Some managers are moving into cash, a trend that stock investors don't want to see continue.
One selloff indicator has been emerging of late: Managers are moving to cash.
But that doesn't mean investors should follow the move-to-cash strategy.
Some wealth managers are increasingly moving their clients' money into cash, a bet that hinges on the expectation of a stock market selloff.
"We continue to be overweight cash due to higher interest rates, which make money market returns more appealing while reducing portfolio risk," wrote Kurt Spieler, chief investment officer of Wealth Management at First National Bank of Omaha in an emailed update. Treasuries are usually a good option for the risk-averse, but many on Wall Street see "limited" upside to price gains in treasuries, which have risen considerably in 2019. Spieler's bet is "in anticipation of continued volatility." He sees "risk to earnings growth" in stocks, as the escalation of the U.S. and China trade war, is still a risk, though momentarily less likely.
Villere Balanced Fund, which manages $2.1 billion, is now holding 15% of its assets in cash. George Young, portfolio manager of the fund, is "looking for dips in the market to buy into new companies at more reasonable prices," he wrote in an email.

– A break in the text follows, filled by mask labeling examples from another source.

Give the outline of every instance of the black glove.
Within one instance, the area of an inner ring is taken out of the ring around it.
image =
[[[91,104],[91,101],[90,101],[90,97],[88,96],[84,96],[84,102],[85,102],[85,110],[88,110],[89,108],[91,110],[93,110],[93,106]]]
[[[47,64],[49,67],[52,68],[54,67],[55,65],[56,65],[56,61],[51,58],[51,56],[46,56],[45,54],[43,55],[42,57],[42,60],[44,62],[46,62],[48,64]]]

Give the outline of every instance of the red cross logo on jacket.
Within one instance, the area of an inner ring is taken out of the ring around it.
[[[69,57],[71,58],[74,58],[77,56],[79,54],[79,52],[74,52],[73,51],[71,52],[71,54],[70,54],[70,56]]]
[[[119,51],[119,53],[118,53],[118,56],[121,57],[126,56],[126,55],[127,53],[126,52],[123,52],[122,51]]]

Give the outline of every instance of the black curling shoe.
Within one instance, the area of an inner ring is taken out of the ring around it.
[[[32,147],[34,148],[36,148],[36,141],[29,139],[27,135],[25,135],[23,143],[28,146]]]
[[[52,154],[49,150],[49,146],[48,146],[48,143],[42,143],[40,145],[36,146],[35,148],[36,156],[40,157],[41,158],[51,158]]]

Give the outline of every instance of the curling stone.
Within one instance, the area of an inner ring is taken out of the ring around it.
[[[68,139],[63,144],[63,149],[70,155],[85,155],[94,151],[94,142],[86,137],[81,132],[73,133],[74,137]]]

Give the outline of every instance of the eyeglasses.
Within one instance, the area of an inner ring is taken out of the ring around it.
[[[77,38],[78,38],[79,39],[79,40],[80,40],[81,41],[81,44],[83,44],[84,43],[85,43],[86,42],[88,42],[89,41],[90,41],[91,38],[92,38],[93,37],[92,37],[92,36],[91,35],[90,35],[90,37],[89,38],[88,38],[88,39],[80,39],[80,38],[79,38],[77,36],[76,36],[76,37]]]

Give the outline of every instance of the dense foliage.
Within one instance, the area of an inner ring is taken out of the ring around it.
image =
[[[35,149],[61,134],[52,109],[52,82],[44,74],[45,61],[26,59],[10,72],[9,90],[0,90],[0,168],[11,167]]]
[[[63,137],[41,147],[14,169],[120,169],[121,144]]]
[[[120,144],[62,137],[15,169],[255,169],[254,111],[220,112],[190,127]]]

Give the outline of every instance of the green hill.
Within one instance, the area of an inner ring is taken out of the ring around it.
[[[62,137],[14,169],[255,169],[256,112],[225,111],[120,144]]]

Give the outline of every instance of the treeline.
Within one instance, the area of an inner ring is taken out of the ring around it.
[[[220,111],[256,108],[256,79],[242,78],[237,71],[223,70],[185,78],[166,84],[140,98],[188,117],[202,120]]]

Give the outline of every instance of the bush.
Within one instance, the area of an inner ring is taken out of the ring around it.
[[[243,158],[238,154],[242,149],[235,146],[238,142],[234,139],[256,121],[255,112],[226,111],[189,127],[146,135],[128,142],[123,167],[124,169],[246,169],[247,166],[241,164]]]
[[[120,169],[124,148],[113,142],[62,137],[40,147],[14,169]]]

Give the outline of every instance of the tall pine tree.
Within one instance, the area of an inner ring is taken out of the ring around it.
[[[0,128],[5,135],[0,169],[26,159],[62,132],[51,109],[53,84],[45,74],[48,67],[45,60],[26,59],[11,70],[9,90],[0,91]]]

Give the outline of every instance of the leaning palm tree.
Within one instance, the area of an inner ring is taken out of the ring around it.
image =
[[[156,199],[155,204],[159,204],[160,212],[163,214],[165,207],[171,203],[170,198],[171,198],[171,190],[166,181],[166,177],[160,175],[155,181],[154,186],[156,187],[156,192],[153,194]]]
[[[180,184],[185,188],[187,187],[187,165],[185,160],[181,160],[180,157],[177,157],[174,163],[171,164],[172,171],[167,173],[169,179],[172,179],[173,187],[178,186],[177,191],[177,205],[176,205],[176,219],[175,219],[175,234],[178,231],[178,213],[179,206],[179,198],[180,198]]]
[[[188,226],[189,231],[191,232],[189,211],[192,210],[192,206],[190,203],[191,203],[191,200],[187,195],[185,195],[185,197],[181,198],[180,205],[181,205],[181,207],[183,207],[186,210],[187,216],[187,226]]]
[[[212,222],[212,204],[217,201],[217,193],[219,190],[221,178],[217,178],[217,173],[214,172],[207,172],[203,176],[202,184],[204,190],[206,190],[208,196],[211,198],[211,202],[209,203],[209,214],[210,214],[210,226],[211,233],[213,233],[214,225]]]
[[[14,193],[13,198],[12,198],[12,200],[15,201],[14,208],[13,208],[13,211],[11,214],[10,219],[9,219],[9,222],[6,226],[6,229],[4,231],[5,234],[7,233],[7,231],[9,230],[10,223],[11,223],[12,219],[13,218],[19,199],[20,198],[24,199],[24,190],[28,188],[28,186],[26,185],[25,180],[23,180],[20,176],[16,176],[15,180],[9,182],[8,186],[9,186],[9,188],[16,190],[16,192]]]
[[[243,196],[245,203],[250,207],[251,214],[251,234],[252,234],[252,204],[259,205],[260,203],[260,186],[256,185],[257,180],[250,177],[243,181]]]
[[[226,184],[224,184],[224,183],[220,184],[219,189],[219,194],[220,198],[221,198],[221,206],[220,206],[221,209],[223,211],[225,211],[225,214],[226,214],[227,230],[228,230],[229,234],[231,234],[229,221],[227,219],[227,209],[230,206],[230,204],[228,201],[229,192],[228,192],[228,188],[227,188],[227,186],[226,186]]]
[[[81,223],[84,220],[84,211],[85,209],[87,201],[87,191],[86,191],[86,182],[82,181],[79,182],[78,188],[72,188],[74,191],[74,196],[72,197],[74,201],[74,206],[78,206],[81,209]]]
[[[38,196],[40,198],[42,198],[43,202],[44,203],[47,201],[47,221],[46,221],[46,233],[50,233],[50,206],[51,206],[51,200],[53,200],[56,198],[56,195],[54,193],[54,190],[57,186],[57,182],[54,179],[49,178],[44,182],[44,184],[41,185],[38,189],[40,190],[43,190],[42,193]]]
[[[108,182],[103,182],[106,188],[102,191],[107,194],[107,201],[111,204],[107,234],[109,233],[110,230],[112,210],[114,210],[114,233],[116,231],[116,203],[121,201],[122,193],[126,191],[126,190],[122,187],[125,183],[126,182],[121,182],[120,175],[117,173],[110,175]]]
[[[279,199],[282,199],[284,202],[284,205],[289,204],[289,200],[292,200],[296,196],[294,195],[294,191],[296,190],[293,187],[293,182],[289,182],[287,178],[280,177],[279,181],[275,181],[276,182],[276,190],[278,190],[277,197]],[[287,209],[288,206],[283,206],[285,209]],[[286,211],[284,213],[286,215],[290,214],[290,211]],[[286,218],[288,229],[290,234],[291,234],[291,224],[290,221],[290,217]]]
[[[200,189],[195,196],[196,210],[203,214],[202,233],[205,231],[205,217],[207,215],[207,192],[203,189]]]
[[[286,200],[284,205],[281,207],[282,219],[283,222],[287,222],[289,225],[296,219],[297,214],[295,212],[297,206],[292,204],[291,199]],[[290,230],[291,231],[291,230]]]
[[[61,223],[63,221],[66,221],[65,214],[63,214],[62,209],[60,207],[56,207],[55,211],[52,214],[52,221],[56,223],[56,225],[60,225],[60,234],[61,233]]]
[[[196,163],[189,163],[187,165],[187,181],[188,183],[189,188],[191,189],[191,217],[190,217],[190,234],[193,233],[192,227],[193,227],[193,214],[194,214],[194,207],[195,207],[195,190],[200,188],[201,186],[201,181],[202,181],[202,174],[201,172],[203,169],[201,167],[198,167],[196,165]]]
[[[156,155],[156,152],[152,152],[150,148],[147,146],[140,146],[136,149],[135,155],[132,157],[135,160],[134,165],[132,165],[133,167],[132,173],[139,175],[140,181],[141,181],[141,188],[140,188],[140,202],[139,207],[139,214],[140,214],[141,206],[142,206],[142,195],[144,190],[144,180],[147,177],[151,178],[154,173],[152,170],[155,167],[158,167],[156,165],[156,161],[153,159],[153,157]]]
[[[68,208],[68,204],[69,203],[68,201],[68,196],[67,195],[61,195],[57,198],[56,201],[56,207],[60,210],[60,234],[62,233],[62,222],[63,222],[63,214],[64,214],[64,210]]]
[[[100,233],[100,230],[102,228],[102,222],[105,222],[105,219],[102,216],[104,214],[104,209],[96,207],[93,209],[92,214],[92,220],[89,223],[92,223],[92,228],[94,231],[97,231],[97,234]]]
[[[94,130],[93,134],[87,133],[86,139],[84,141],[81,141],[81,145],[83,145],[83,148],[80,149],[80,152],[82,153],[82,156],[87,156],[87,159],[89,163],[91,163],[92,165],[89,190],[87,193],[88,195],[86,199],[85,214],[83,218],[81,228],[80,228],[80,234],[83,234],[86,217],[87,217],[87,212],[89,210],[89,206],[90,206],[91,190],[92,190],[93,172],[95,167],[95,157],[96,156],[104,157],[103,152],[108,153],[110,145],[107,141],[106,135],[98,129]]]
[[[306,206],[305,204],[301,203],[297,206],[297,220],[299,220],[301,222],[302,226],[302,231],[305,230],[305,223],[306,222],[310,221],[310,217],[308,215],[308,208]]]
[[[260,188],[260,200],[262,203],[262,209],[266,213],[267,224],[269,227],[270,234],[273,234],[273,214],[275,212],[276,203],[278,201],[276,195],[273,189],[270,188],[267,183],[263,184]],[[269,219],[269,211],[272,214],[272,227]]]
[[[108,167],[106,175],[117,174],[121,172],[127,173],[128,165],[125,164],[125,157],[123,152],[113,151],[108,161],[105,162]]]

These aren't necessarily huge managers moving into cash, but if this trend continues, some assets would have to sell off. That could easily be stocks. Currently, the 10-year treasury is yielding 1.74%, slightly up from 1.55% a week ago, but still low. Meanwhile, stocks have risen, with the S&P 500 at a 19% gain for the year, bringing the average forward one-year earnings multiple above 18. That's higher than the five-year average and the 10-year average of 14.8. The higher multiple leaves investors with a tough choice between a treasury fully pricing in two Federal Reserve rate cuts and a stock market reflecting low rates.
"They [investors] are moving into cash," Jim Carney, founder and CEO of Purples Partners told TheStreet over the phone. "Risk aversion is definitely a big thing." Still, Carney sees room for stocks to move higher, even as investors pile into cash because "there's enough people buying stocks that it [some risk aversion] doesn't seem to affect anything." He said "there's unlimited cash on the sidelines," a trend that has been a theme throughout 2019. With cash still available to be put to work, Carney sees stocks having some level of upside from current levels.
For investors certain in their bearish calls, cash may actually not be the best option. UBS' Chief Investment Officer of Global Wealth Management, Mark Haefele wrote in a note out Wednesday, quality stocks (which include cyclicals such as tech and some consumer staples) are the way to go, as "growth is slowing, and trade uncertainty remains high."
The average dividend yield on the S&P 500 is far higher than that of the treasury market. And consumer staples like Procter & Gamble (PG - Get Report) and Coca-Cola (KO - Get Report) pay dividends that yield 2.47% and 2.93%, respectively.